David Sloan, a professor of urban planning at the University of Southern California, says the difference in fitness opportunities between affluent and low-income areas are stark. While wealthy West Los Angeles has 70.1 acres of recreation or green space per 1,000 people, low-income South Los Angeles has 1.2 acres per 1,000. Meanwhile, private gyms are much more common in the more affluent areas. The recession has made it even more difficult to rely on public parks for fitness and recreation, as public resources earmarked for those spaces dwindle.

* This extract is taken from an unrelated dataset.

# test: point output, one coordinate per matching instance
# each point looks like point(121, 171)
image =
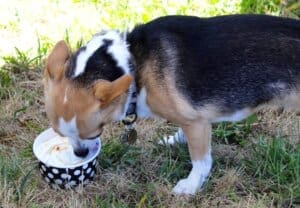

There are many explanations for why the disparities exist: poor city planning in the 19th and early 20th centuries, allocation of resources to new development at county fringes rather than the urban core, and reticence on the part of corporate brands to enter poorer communities. The result is that many people in those neighborhoods don't exercise at all, while others develop innovative ways of getting a workout.
In the Baldwin Hills neighborhood of Los Angeles, dozens of people hike up steep Valley Ridge Drive throughout the day, with more arriving after work. Community members hold fitness classes in their homes. Every day, just south of the Los Angeles Memorial Coliseum on Martin Luther King Blvd, several dozen people run laps, bike, or play games in an asphalt parking lot. Victor Martinez has been running there five days a week for the past two years. The nearest open space to Martinez’s home is half an hour away. The parking lot is just 10 minutes away, on the route between his work and home, and unlike a gym, it’s free.
“In South Central,” he says, “there’s not a lot of areas for walking and exercise. We need more parks in the community.”